ロサンゼルスを拠点に活動する2hollis(トゥーホリス)が、新曲「Hurt」をリリースした。メジャー・デビュー・アルバム『star』以来となる新曲で、同時に公開されたミュージックビデオは、監督も編集も本人が手がけている。(フロントロウ編集部)
曲だけでなく、映像も自分の手で
アーティストであり、プロデューサーであり、ソングライターでもある2hollis(トゥーホリス)が、新曲「Hurt」をデジタルリリースした。2025年に発表したメジャー・デビュー・アルバム『star』以降、初めて届けられた新曲となる。
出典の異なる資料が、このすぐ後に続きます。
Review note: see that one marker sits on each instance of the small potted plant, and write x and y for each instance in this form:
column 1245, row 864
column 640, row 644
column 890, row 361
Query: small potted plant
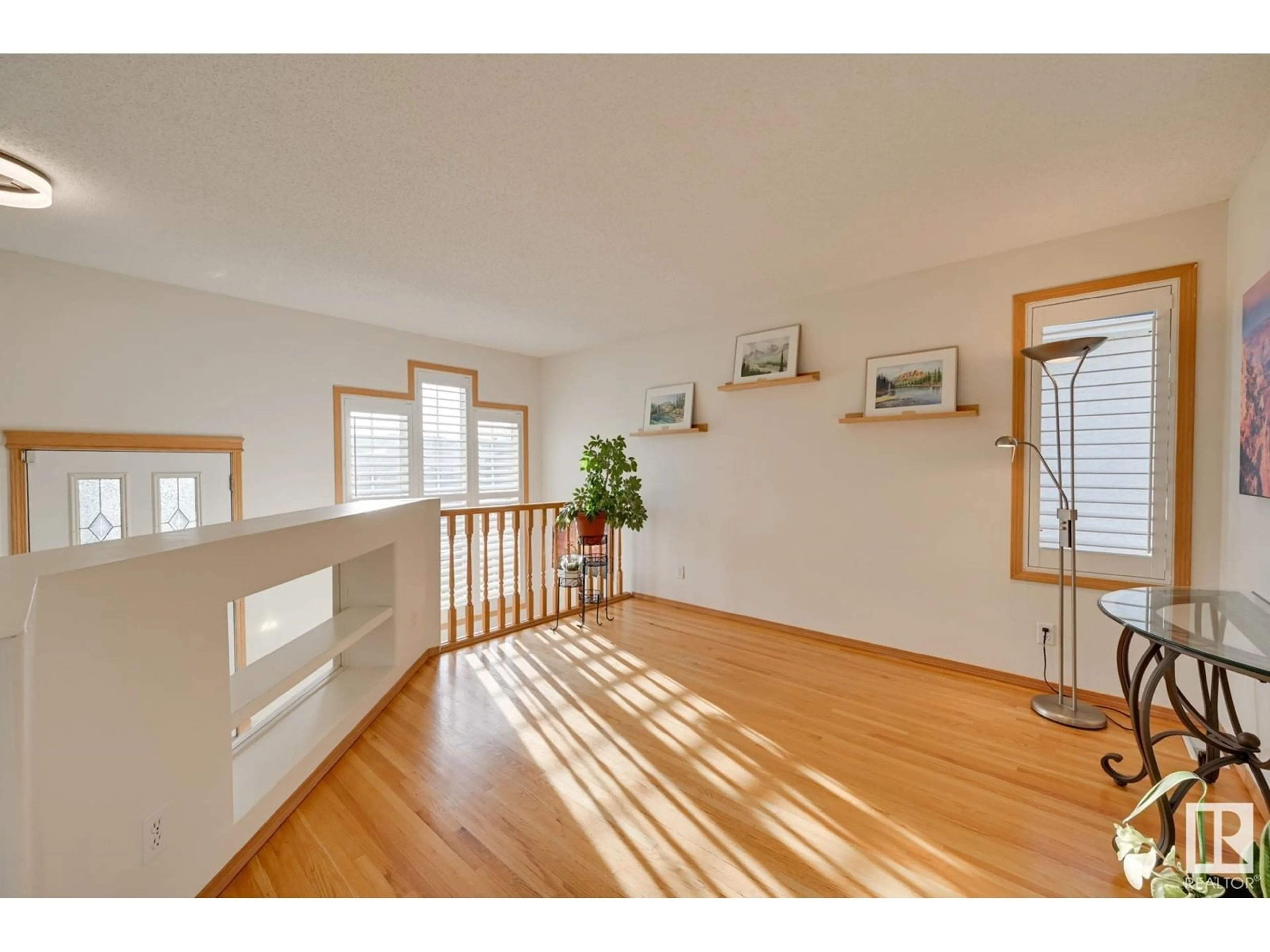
column 1145, row 862
column 609, row 494
column 570, row 569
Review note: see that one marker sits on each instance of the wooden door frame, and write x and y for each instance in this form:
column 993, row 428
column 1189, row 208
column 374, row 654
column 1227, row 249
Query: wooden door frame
column 18, row 442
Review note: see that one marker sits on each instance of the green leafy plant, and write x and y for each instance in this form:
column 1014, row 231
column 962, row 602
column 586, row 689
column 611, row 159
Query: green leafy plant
column 1143, row 861
column 610, row 487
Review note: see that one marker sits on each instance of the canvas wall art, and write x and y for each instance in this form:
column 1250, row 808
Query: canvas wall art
column 1255, row 416
column 766, row 355
column 668, row 408
column 920, row 382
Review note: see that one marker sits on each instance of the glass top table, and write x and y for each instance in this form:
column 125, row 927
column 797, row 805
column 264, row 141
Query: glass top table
column 1227, row 629
column 1222, row 634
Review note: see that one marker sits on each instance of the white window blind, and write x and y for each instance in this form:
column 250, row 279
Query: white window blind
column 444, row 411
column 378, row 450
column 1124, row 433
column 443, row 446
column 498, row 455
column 1116, row 437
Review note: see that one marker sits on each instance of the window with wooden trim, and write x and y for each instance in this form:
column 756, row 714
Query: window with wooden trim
column 100, row 506
column 1133, row 409
column 444, row 444
column 177, row 500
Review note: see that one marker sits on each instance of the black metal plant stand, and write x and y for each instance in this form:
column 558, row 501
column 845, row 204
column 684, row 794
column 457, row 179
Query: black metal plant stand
column 594, row 583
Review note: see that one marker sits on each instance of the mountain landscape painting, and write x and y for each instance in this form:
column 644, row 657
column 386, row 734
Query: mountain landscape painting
column 764, row 357
column 910, row 384
column 1255, row 419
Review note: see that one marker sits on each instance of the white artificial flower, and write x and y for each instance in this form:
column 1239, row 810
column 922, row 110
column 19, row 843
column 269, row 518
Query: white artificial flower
column 1129, row 841
column 1138, row 867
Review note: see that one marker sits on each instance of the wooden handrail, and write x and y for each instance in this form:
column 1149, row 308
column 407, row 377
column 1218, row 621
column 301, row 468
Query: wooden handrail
column 514, row 507
column 498, row 569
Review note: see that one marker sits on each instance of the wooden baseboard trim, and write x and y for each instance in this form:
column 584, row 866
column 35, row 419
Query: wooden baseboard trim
column 523, row 626
column 898, row 654
column 258, row 840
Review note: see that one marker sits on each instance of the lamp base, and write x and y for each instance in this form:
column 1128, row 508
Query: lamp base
column 1061, row 711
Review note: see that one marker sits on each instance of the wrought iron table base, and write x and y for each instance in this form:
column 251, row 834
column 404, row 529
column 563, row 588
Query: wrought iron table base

楽曲と同時に公開されたミュージックビデオで、監督としてクレジットされているのは2hollis自身だ。しかも彼は、この映像で編集まで自分で担当している。
これは思いつきの余興ではない。2hollisは10代の頃から曲づくりを始め、音楽に付随するヴィジュアルやアートワークのほとんどを自分の手で仕上げてきた。感情に直接触れるようなソングライティングと、胸を押し潰すほど強度の高いプロダクション。アンダーグラウンド・ラップ、サイケデリア、ゴシックなインダストリアル・テクノの境界を溶かすその音楽は、映像とセットになって初めて完成する類のものだ。「Hurt」のミュージックビデオも、彼の音楽を取り巻く鮮烈なヴィジュアル表現をさらに押し広げる一本になっている。

『star』が起こしたこと
新曲の意味を測るには、『star』がどれだけの結果を残したかを見ておく必要がある。メジャー・レーベルからのデビュー作となった同作は、2hollisにとって決定的なブレイクスルーになった。ストリーミング再生は数千万回に達し、米Billboardの「Top Dance Albums」チャートでは11位にランクインしている。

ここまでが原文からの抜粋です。